Not knowing where to begin, I decided to listen to the selections that my instructor performed at a faculty recital. The composers were Mozart, Brahms, Granados and Bartok. Mozart and Bartok got more of my attention. Listen for the influences. (There’s also a little Sinatra and John Lennon lurking about.)

I consider this a duet because the piano has a little more to do than just accompany. The piece follows the European Symphonic Sonata format I’ve been following in the past. Exposition One is in Bb Maj to Eb Maj to Bb Maj. Exposition Two transitions through major keys F – Bb – C – F – Bb – F. The Development is in Bb Major then G Major. The Recapitulation begins in Bb, transitions to Eb then modulates to Db. (Although the key change is a step lower it gives the impression of moving upward.) And the Coda ends in Bb where we began.

08/19/2014
Jos. A. Baran

Story

This composition for string quartet follows the European Symphonic Sonata format. Starting with the Exposition the first subject is introduced and transitions into the second subject which is in a different key. From there the Development begins which is based on the Exposition and features variations on the themes. The Exposition ends with a brief Codetta that leads into the Recapitulation. The Recapitulation is a shorter version of the Exposition with the second subject in the same key. The piece ends with a Coda that shares features of the Codetta.Although it sounds as if it is in the key of E minor the piece is in C Major.

 

09/01/2014
Jos. A. Baran

Story

This composition for string quartet follows the European Symphonic Sonata format as well. It has a folk rock influence.

10/01/2014
Jos. A. Baran

Story

This piece is a version based on a pop/rock song ("In Your Mind") from my second album ("POKE!")

 

10/01/2014
Jos. A. Baran

Story

Like my previous compositions for the string quartet this one follows the European Symphonic Sonata format as well, but with a little twist:  the first subject of the Exposition is a 12-tone row. The row was determined by the roll of a 12-sided music-note dice cube.  The original string of notes had three 2-note clashes (25% of the row) I couldn’t accept and so artistic license prevailed. Three swaps later there was a tone row I could work with.  (I didn’t log the changes.)
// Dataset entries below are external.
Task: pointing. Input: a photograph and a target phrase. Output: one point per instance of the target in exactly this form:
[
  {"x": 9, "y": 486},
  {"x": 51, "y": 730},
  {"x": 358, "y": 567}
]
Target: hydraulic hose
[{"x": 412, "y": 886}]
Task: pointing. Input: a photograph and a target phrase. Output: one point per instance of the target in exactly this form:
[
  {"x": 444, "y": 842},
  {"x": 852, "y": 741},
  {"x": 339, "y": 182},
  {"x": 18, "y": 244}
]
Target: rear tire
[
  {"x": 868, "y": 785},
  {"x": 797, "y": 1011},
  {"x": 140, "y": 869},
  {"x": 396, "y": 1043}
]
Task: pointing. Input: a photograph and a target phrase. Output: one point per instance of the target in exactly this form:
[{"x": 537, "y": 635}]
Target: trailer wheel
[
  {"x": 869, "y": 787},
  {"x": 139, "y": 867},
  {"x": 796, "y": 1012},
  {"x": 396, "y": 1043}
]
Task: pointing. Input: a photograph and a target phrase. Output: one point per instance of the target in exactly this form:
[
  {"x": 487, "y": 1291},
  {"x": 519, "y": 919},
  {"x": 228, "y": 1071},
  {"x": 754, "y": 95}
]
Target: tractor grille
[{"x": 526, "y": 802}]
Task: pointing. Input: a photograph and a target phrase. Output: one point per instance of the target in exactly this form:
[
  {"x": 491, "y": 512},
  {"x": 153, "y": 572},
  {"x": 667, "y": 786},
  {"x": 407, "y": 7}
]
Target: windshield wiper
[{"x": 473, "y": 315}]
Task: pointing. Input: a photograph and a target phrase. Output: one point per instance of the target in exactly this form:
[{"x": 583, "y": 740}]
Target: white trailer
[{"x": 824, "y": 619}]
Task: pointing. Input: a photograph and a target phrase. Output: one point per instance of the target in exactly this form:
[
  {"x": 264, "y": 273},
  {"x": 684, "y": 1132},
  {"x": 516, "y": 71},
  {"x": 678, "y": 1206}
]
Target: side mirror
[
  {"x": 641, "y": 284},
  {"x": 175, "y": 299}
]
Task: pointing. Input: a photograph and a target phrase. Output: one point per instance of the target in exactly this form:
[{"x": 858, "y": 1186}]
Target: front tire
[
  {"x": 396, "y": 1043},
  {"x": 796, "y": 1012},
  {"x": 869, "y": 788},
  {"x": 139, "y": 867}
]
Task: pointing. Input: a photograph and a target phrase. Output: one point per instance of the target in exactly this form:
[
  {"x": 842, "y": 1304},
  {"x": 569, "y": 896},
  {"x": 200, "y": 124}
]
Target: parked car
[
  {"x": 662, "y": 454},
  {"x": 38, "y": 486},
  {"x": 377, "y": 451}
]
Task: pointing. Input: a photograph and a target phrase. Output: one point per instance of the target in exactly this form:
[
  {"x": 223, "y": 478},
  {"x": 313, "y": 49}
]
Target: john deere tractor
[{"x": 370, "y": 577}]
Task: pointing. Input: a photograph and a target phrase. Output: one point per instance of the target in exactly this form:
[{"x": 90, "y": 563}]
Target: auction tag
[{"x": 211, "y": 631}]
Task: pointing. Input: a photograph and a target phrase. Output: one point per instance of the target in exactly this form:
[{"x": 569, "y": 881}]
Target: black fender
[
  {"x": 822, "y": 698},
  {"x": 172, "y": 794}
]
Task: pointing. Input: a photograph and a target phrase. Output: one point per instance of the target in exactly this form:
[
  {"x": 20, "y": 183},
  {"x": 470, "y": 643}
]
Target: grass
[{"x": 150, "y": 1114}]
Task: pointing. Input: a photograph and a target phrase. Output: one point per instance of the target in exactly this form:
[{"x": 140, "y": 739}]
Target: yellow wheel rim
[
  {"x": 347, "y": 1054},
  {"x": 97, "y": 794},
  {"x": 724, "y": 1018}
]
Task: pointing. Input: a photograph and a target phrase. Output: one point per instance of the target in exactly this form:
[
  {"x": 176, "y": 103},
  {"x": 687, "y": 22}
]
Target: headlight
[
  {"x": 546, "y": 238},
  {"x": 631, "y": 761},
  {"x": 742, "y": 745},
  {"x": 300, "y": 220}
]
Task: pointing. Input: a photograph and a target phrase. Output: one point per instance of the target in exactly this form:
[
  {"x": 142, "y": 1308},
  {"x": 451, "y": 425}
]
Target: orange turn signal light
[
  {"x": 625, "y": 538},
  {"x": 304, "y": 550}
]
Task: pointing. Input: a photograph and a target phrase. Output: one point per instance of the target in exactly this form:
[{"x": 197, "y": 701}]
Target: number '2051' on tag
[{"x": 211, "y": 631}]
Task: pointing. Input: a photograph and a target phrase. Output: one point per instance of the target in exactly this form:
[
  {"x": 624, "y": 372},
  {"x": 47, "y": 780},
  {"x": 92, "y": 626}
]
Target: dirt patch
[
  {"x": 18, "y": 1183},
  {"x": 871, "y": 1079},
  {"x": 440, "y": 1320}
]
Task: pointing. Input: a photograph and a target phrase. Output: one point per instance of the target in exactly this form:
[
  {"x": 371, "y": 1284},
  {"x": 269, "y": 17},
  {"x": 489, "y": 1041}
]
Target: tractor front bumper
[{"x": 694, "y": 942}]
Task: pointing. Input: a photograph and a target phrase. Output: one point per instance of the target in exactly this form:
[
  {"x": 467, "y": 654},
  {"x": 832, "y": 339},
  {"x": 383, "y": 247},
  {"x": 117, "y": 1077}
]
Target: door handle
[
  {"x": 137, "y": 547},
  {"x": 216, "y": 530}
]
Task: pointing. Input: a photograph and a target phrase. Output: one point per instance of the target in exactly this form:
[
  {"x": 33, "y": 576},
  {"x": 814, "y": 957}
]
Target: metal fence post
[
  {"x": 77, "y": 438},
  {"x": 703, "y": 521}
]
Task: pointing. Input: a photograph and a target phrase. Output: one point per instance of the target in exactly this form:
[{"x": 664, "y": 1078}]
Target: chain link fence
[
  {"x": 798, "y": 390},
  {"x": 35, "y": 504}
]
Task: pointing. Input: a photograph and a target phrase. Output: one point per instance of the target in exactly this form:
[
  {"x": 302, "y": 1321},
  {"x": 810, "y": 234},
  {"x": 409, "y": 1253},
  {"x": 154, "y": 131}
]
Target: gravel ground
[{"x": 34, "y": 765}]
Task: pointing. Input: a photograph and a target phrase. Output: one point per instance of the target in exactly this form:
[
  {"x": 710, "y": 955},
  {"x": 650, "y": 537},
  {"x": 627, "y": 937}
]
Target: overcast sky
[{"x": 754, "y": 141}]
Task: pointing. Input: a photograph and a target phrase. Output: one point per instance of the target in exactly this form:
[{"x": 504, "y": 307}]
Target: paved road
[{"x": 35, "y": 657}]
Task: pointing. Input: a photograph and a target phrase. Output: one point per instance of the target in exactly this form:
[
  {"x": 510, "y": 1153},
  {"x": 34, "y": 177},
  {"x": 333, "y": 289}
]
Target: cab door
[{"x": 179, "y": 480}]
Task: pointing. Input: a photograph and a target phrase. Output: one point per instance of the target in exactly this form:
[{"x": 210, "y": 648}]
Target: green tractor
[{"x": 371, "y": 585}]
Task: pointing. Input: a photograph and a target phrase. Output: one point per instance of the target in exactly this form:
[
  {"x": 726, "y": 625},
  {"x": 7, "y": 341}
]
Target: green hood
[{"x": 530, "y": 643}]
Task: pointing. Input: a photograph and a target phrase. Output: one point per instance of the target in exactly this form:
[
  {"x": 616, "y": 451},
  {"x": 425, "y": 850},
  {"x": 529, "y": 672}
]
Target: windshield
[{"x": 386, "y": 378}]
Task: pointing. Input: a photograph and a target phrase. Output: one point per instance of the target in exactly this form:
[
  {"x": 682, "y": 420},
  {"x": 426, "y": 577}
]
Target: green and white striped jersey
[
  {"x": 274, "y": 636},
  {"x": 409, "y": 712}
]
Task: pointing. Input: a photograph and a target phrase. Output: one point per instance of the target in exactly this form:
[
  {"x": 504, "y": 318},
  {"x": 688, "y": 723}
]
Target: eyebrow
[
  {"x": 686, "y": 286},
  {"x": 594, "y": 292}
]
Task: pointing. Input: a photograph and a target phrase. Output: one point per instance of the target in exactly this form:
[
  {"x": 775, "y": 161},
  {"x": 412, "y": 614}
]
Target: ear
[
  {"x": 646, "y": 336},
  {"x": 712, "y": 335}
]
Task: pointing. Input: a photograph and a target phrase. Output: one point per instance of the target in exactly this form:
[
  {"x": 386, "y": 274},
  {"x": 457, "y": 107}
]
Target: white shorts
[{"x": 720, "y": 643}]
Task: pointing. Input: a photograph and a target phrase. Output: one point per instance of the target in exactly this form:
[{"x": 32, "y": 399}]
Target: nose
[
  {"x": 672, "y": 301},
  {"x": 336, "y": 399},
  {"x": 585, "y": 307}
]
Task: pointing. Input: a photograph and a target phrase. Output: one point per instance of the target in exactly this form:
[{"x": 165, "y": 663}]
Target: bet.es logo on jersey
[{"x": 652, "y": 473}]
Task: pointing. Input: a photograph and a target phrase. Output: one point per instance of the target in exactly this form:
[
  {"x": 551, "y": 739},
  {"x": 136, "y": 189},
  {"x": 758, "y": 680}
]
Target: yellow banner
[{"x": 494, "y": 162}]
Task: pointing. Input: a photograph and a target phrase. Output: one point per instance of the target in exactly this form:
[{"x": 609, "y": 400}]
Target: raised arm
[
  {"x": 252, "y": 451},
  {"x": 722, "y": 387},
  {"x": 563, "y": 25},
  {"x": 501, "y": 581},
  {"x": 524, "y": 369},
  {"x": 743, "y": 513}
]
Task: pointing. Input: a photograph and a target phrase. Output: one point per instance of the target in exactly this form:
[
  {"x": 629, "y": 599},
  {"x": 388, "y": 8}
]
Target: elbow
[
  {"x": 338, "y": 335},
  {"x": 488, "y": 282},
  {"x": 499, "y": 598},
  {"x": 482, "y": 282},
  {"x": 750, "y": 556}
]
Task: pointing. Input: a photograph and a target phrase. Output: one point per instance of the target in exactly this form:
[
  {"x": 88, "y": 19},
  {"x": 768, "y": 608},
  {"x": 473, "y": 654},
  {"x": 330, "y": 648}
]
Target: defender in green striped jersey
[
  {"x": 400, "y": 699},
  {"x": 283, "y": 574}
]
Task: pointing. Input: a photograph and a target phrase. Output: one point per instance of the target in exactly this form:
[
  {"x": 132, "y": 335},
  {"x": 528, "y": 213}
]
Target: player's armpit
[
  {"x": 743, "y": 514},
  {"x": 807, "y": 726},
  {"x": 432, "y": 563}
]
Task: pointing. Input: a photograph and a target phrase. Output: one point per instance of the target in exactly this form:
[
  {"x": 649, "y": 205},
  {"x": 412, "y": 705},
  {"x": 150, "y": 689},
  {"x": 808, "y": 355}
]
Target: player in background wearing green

The second subject couldn’t be based on a change in key so I reversed the row. It is focused on off-kilter rhythms.

In the beginning (and at the Recapitulation) a fugue-like approach is used in the first subject.

For the Development, the first three notes of subject #1 row are played then followed by a 12-note run of 8th-note triplets from subject #2  row.  The process is repeated for the remaining notes in subject #1.  During this sequence, subject #2 is repeated as before but modulated.

10/01/2014
Jos. A. Baran

Story

This piece is intended for younger students. The range is limited from C2 to C#5. Tempo is moderate. The structure again follows the symphonic format used in the previous string quartet compositions but condensed down to a mini-symphony.  The first Exposition keys are C Major for the A segments and F Major for the B segments. There is a transition in G Major leading into Exposition #2 which is in D Major. At D1, the Development, we’re back in C Major. There is a brief Rondo with Violin 2 playing counterpoint in the key of F Major against the C Major. Rhythm and ear-training.

 

11/01/2014
Jos. A. Baran

Story

String Quartet #6 started the week before Halloween (my favorite time of year) and wrapped up on November 7th, 2014. I had images of spirits rising from their graves. The piece does not follow any standard format. Each string adopts the opening violincello arpeggio which is based on a C7b5 with the melody based on a C whole-tone scale. Part way through, the piece modulates to Db7b5 for the Db whole-tone scale. Violin has some double-stops. Rhythmically, this 2’01” piece is challenging, primarily making use of 16th-note/rest triplets throughout and using the occasional 32-note off-set.  I call the playing style Deciso Roboto (decisively robotic).